On 17th January 2024, Jane Street purchased over ₹4,370 crore worth of BANKNIFTY shares and futures in the morning, then reversed and sold these positions later in the day. This sequence enabled them to earn a profit of ₹734.93 crore in BANKNIFTY options that day, despite incurring losses on the share trades themselves.

2. Extended Marking the Close

On certain expiry days, Jane Street placed large buy or sell orders during the final hour of trading, deliberately influencing the closing price of the index.

This was done to benefit their sizeable existing options positions.

For example:

  • On 10th July 2024, they drove the BANKNIFTY index down near the close to profit from bearish options.
  • On 15th May 2025, they pushed the NIFTY index up at the close to profit from bullish options.

Why is This a Problem?

Jane Street’s trading strategies are a serious problem because they undermine the very foundation of fair and transparent markets. By aggressively buying and selling large volumes of stocks and futures to influence index prices, Jane Street created artificial price movements that did not reflect genuine supply and demand.

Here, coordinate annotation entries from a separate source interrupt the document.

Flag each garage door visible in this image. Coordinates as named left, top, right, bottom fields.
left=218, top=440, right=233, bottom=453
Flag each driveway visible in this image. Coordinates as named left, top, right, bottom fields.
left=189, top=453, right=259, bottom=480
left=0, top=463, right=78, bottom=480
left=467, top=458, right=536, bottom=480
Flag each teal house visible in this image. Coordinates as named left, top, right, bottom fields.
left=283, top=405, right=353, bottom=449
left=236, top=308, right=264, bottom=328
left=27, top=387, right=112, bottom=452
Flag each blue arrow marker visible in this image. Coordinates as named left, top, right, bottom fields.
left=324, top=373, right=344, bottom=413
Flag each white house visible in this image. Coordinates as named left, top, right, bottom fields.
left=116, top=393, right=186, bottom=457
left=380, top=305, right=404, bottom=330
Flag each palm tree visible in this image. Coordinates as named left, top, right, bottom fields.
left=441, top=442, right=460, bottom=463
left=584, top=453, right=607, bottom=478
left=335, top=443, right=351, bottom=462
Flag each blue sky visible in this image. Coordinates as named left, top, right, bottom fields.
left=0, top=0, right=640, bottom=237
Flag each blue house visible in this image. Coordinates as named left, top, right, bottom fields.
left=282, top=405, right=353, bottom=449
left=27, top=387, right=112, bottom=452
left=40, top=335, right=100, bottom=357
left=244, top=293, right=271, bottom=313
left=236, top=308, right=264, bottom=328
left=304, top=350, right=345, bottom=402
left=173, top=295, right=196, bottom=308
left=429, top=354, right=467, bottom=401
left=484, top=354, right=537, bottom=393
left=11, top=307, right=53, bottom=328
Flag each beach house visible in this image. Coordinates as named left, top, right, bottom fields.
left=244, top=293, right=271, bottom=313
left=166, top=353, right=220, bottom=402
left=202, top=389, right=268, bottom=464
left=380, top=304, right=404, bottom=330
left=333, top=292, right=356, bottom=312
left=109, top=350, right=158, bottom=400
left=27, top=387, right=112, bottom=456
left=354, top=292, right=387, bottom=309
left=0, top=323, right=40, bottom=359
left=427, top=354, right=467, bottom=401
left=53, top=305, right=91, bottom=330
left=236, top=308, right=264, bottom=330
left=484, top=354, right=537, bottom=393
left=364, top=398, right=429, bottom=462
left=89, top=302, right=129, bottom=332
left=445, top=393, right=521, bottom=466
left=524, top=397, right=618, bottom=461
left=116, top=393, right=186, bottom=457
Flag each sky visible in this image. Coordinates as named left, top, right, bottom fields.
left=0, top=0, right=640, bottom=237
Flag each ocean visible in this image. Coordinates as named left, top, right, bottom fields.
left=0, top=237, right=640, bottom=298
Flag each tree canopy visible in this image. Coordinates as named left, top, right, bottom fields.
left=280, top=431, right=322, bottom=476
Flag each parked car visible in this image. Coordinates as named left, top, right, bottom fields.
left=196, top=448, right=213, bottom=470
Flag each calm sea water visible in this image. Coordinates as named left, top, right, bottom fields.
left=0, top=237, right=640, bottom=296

This misled retail investors and other market participants, who often suffered losses by trading at distorted prices. When sophisticated firms can manipulate prices, it erodes trust in the market’s integrity and discourages ordinary investors from participating. With India’s derivatives market being the largest in the world, ensuring fairness and transparency is crucial. SEBI’s action highlights the urgent need for stronger oversight to protect investors and uphold confidence in the financial system

The scale of Profits and Losses

Jane Street earned over ₹36,500 crore in profits from Indian markets between January 2023 and March 2025, primarily from index options.

They incurred losses in cash and futures markets, which SEBI concluded were an integral part of their manipulative scheme.

SEBI identified total unlawful gains exceeding ₹4,843 crore, which have been ordered to be impounded.

SEBI’s Actions

SEBI has:

  • Banned Jane Street and its entities from trading in Indian securities markets.
  • Frozen all related bank and demat accounts.
  • Issued a detailed interim order outlining the manipulative patterns and supporting evidence.
  • Directed stock exchanges to closely monitor Jane Street’s activities to prevent any further manipulation.

What Can Investors Learn?

  • Market manipulation can occur even in large, liquid markets.
  • Regulators remain vigilant and take strong action to protect market integrity and investors.
  • Retail investors should be especially cautious around derivatives expiry days when such manipulation is more likely.

Conclusion

The Jane Street case is a landmark example of how sophisticated trading strategies can be misused to manipulate markets. SEBI’s strong action sends a clear message: market fairness and investor protection are paramount priorities. Understanding this case helps investors appreciate the importance of regulation and vigilance in financial markets.

This blog is based entirely on the Securities and Exchange Board of India’s interim order dated 3rd July 2025 and is an original summary of the case with no content copied from external sources.